Does the ‘No’ campaign have the edge?

Does the ‘No’ campaign have the edge?

Tom Harris blog

Who will win the AV referendum?

News broke overnight that Matthew Elliott, founder of the Taxpayers’ Alliance and BigBrotherWatch, will be leading the ‘No 2 AV’ campaign in the forthcoming referendum on electoral reform.

Guido has linked to the a betting exchange suggesting a ‘Yes’ win at time of writing. However, if you wander over to Ladbrokes, you’ll find the ‘No’ priced at 2/5 and the ‘Yes’ at 7/4 (again at time of writing). Now it doesn’t take a punter like OGH to spot a little arbitrage, but I’m actually more interested in the reason behind the disparity. Someone always knows, someone always tells, someone always bets – why are these prices so different, and who has driven it?

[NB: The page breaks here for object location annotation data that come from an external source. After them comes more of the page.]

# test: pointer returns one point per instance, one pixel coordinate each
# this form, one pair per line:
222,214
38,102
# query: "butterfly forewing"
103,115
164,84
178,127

My assessment of this contest is that the ‘No’ vote should be the favourite. The Conservative party is united against AV, some Labour greybeards and the unions oppose it (though won’t spend too much fighting it), opportunists on Right and Left hope that a No vote might break up the coalition.

With the disclaimer that Matthew Elliott is a good friend of mine, I also rate him highly as an effective campaigner, and if his side (as it seems) combines all the requested support from the Tories (money, institutional support, footsoldiers etc) without actually being an official Conservative party campaign (ie, not a referendum on the government) then they should do well.

On the other side of the fence, it seems that the Yes campaign might be run directly out of Cowley Street (interesting but unconfirmed rumours about staffing to follow!), which might well make the AV vote a referendum on the Lib Dems in government. The proximity of the LibDems to the Yes campaign could be a great strength, if the whole party is mobilised (which I think would have been automatic if we were voting on AV+ or STV), but if support for plain old AV is tepid within their ranks, then association with one party, when the No campaign is a combination of Tories and Labour, could make it much harder for the Yes campaign to win.

For my money, the Liberal Democrat conference will be key. Nick Clegg this week sounded like he was bracing the party for the continuence of the coalition if/when the referendum on electoral reform was lost. If he wants to win it, and avoid the threat of a serious split in his party, then enthusing the LibDem base at conference could be all important.

I think the Ladbrokes price is probably about right, but suspect the market isn’t especially liquid at this stage. Also beware that, in an illiquid market, those with deeper pockets have disproportionate weight. In a campaign that no major party will want to spend too much of its funds on winning, rich philanthropists might have as great an impact on the campaign as on the betting markets following it.